O professor ressalta que, diferente do ocidente, na Ásia, a propriedade privada é concessão do Estado, podendo ser contestada pelo mesmo. Por outro lado, ele afirmou que há áreas econômicas no país controladas pelo setor privado.
“Essa questão do setor privado é muito mal explicada e muito enviesada, porque nós somos muito apegados à forma privada […] No fundo, o direito do capitalismo é o direito de regular e legitimar a propriedade privada. O código civil é um elemento que institucionaliza e praticamente sacraliza a propriedade privada”.
Como funciona o Partido Comunista da China
Jabbour explica que para entrar no Partido Comunista é necessária a aprovação, e mesmo o líder chinês Xi Jinping conseguiu apenas na nona tentativa. E mesmo após a admissão, existe um longo processo obrigatório até “chegar no topo da pirâmide”. Segundo ele, a base que elege um deputado é a mesma que cassa seu mandato, causando maior rotatividade e impossibilitando, por exemplo, de alguém como Bolsonaro permanecer no mesmo cargo por quase três décadas como deputado.
“Eu acho que esse sistema chinês é uma democracia não-liberal, cujas possibilidades – ‘possibilidades’, não estou falando que é real – são muito maiores do que aqui no ocidente. […] Apesar de ser um partido único, as políticas da China mudam o tempo inteiro”.
Relação do Brasil com China e Estados Unidos
Em resposta à pergunta de Fernando se Lula seria pró-China em repercussão à reunião de Jair Bolsonaro (PL) com o presidente dos Estados Unidos Joe Biden na Cúpula das Américas, em que o presidente atual tentou o apoio norte-americano para sua reeleição com base nessa afirmação, Elias explica que o petista é um “estadista” e, portanto, tem a visão de que “o Brasil é muito grande para caber no quintal de alguém, nem da China nem dos Estados Unidos”.
“O Brasil tem uma tendência histórica de se apropriar desses conflitos de hegemonia no mundo para se dar bem no final”, afirma. “O que eu vejo não é que o Lula seja pró-China, é que a China tem muito mais a oferecer para o Brasil do que os Estados Unidos”, diz o professor.
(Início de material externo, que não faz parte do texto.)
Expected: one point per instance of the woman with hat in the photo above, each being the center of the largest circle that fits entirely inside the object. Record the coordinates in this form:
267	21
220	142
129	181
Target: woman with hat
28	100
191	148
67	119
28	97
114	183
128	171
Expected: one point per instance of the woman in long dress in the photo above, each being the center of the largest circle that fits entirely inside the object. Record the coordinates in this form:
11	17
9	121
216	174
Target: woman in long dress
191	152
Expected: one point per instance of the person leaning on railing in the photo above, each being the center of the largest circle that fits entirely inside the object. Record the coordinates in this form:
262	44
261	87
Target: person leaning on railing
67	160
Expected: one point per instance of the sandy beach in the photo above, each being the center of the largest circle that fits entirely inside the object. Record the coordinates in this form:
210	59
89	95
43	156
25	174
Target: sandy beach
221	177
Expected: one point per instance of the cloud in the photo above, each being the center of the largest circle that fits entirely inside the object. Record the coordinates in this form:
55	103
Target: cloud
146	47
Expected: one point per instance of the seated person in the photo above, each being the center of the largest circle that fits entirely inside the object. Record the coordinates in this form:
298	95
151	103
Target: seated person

Ele ressalta que é natural que a China tenha relações com o Brasil porque ambos têm interesses em comum, mas destaca que também é importante manter uma boa relação com o país norte-americano.
“O Brasil sofre intervenções estrangeiras desde 2013 […] e o Lula sabe disso, tanto é que a palavra que ele mais fala em seu discurso é ‘soberania’, hoje ele é o cara da soberania nacional”.
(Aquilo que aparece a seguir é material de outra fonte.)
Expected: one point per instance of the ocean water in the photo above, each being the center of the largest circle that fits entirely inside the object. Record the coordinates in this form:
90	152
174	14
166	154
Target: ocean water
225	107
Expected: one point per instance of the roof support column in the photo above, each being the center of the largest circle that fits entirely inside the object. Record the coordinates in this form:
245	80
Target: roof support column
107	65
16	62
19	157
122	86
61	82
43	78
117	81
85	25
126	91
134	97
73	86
O professor explica que a relação com a China traz benefícios a longo prazo, mas as elites brasileiras se apegam muito em interesses imediatos’. “A China garante para o Brasil grandes superávits comerciais, que resolvem nosso problema a curto prazo, mas acaba com o nosso longo prazo, porque o Brasil vai se precarizando”. O professor ressalta a importância de manter acordo estratégico onde o Brasil receba, em troca, grandes investimentos em infraestrutura.
Falando ainda sobre Lula, ele afirma que o petista “tomou para si a bandeira do Brasil”, se tornando um líder nacionalista, que prioriza os interesses do país independentemente dos conflitos externos.
Recentemente, Irã e Argentina fizeram um pedido de adesão aos BRICS, um bloco de países emergentes no qual fazem parte Brasil, Rússia, Índia, China e Africa do Sul. Pensando que quase metade da população mundial está inclusa nesse grupo e que países como Rússia e China são atualmente grandes influenciadores globais, o professor explica que a tendência é que mais nações façam parte dele e que sua relevância seja ainda maior que a do G7, grupo que reúne os sete países com as maiores economias do mundo.